I’m sure there’s a saying that captures this more eloquently, but there’s an old idea that perfectly connects surveillance and privacy: If you’re doing something bad, then your privacy does not need to be respected and surveillance is justifiable. If you’re not doing anything wrong then you can still try to have some degree of privacy, but surveillance shouldn’t matter because you don’t have anything to hide, right? The Jones and Soltren article explores the privacy preferences of college students on Facebook and determines that students are very easy to surveil.
First of all, Jones and Soltren were able to download information from the majority of four university’s Facebook pages. Even though they didn’t do anything with them, they were still presented with screen names and mobile phone numbers for complete strangers (Jones and Soltren 2005, p. 9). If Veronica needed to get this information for one of her cases, it is clear that it would have been fairly easy to do.
Some of the conclusions that this study came to include that “A substantial proportion of students share identifiable information” and “The most active users disclose the most” (Jones and Soltren 2005, p. 16). Not all students published their mobile phone numbers, but most had their real name, high school, and interests or activities. This seemingly harmless information is enough to identify and locate a person. Facebook users may think that choosing some privacy options is sufficient, but truthfully, any online profile holds valuable and accessible information.

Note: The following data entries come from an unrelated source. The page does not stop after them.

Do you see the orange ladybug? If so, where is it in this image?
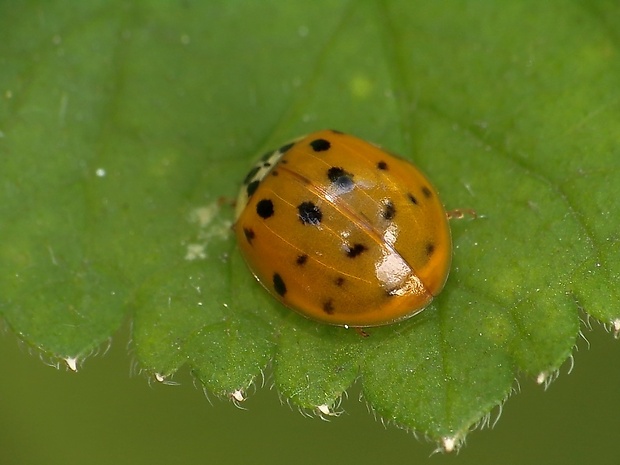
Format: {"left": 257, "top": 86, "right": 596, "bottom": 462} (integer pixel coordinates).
{"left": 234, "top": 130, "right": 451, "bottom": 327}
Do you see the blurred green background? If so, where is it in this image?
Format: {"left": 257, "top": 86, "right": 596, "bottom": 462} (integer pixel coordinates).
{"left": 1, "top": 325, "right": 618, "bottom": 465}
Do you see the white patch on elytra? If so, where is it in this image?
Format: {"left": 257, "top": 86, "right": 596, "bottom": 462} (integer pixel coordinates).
{"left": 382, "top": 221, "right": 399, "bottom": 246}
{"left": 375, "top": 250, "right": 410, "bottom": 289}
{"left": 375, "top": 246, "right": 425, "bottom": 298}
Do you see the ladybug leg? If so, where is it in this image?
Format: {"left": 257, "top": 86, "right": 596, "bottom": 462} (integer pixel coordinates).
{"left": 446, "top": 208, "right": 477, "bottom": 220}
{"left": 354, "top": 327, "right": 370, "bottom": 338}
{"left": 218, "top": 196, "right": 236, "bottom": 208}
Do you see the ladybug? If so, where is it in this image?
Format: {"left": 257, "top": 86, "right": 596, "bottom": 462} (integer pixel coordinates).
{"left": 233, "top": 129, "right": 451, "bottom": 327}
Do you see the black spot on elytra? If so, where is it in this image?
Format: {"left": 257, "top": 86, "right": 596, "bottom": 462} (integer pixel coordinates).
{"left": 327, "top": 167, "right": 354, "bottom": 192}
{"left": 426, "top": 243, "right": 435, "bottom": 256}
{"left": 322, "top": 299, "right": 335, "bottom": 314}
{"left": 310, "top": 138, "right": 331, "bottom": 152}
{"left": 382, "top": 200, "right": 396, "bottom": 220}
{"left": 298, "top": 201, "right": 322, "bottom": 225}
{"left": 345, "top": 243, "right": 367, "bottom": 258}
{"left": 334, "top": 277, "right": 345, "bottom": 287}
{"left": 422, "top": 186, "right": 433, "bottom": 198}
{"left": 408, "top": 193, "right": 418, "bottom": 205}
{"left": 243, "top": 166, "right": 261, "bottom": 185}
{"left": 377, "top": 161, "right": 388, "bottom": 170}
{"left": 246, "top": 180, "right": 260, "bottom": 198}
{"left": 256, "top": 199, "right": 274, "bottom": 219}
{"left": 273, "top": 273, "right": 287, "bottom": 297}
{"left": 243, "top": 228, "right": 255, "bottom": 244}
{"left": 327, "top": 166, "right": 349, "bottom": 182}
{"left": 279, "top": 142, "right": 295, "bottom": 154}
{"left": 296, "top": 254, "right": 308, "bottom": 266}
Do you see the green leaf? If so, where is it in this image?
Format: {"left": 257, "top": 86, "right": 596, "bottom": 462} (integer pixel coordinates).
{"left": 1, "top": 0, "right": 619, "bottom": 450}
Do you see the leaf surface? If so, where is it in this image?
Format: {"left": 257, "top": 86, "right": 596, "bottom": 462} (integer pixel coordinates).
{"left": 1, "top": 0, "right": 619, "bottom": 448}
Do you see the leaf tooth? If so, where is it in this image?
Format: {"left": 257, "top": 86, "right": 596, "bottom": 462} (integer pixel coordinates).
{"left": 230, "top": 389, "right": 247, "bottom": 409}
{"left": 64, "top": 356, "right": 79, "bottom": 372}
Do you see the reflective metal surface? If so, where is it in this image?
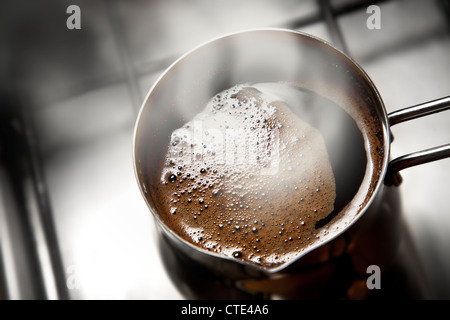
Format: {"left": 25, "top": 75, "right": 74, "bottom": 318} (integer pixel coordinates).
{"left": 386, "top": 96, "right": 450, "bottom": 186}
{"left": 1, "top": 0, "right": 449, "bottom": 299}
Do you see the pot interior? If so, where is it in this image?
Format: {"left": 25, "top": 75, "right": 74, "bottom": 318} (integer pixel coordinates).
{"left": 134, "top": 29, "right": 389, "bottom": 271}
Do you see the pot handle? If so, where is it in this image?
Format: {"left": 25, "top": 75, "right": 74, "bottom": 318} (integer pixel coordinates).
{"left": 385, "top": 96, "right": 450, "bottom": 186}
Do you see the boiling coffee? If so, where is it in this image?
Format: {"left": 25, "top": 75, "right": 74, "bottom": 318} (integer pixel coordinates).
{"left": 149, "top": 82, "right": 369, "bottom": 269}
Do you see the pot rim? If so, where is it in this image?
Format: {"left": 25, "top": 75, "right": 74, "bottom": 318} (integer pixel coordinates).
{"left": 132, "top": 28, "right": 391, "bottom": 274}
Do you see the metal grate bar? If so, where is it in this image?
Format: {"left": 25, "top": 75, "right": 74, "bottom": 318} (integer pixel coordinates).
{"left": 105, "top": 0, "right": 143, "bottom": 114}
{"left": 318, "top": 0, "right": 349, "bottom": 54}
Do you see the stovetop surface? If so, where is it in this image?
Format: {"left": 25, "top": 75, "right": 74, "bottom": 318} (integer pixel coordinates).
{"left": 0, "top": 0, "right": 449, "bottom": 299}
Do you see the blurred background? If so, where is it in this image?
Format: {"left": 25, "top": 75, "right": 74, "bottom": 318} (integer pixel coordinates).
{"left": 0, "top": 0, "right": 449, "bottom": 299}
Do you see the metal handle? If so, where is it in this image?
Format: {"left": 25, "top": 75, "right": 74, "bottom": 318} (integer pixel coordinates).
{"left": 385, "top": 96, "right": 450, "bottom": 186}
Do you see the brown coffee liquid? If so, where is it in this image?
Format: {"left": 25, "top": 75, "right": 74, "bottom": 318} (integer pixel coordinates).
{"left": 150, "top": 83, "right": 368, "bottom": 269}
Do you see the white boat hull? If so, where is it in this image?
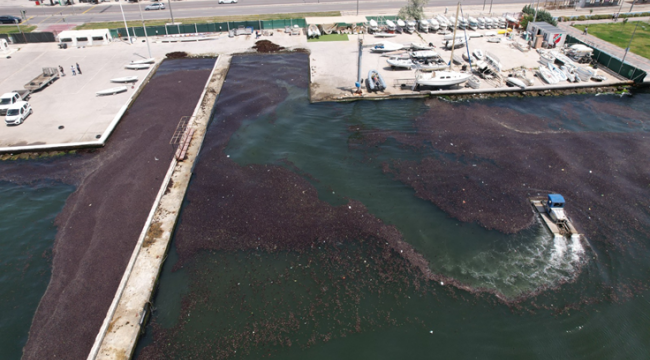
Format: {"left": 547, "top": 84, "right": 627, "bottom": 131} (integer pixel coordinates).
{"left": 131, "top": 58, "right": 155, "bottom": 65}
{"left": 125, "top": 64, "right": 150, "bottom": 70}
{"left": 506, "top": 77, "right": 526, "bottom": 89}
{"left": 110, "top": 76, "right": 138, "bottom": 83}
{"left": 374, "top": 33, "right": 397, "bottom": 38}
{"left": 96, "top": 86, "right": 128, "bottom": 96}
{"left": 416, "top": 71, "right": 471, "bottom": 87}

Veronica, along with other private detectives, relies on her suspect’s forgetfulness in order to catch them. She can assume that even if they didn’t drop their driver’s license at the crime scene, some clue will turn up that will lead her to them. This clue might be found from their Facebook page, or their daily tweets, or, if they’re a really naive criminal, their Blippy account. The inherent lack of privacy on the Internet makes surveillance easier than tailing someone in a car. Veronica may appreciate these features, but users must keep in mind who could be looking at them.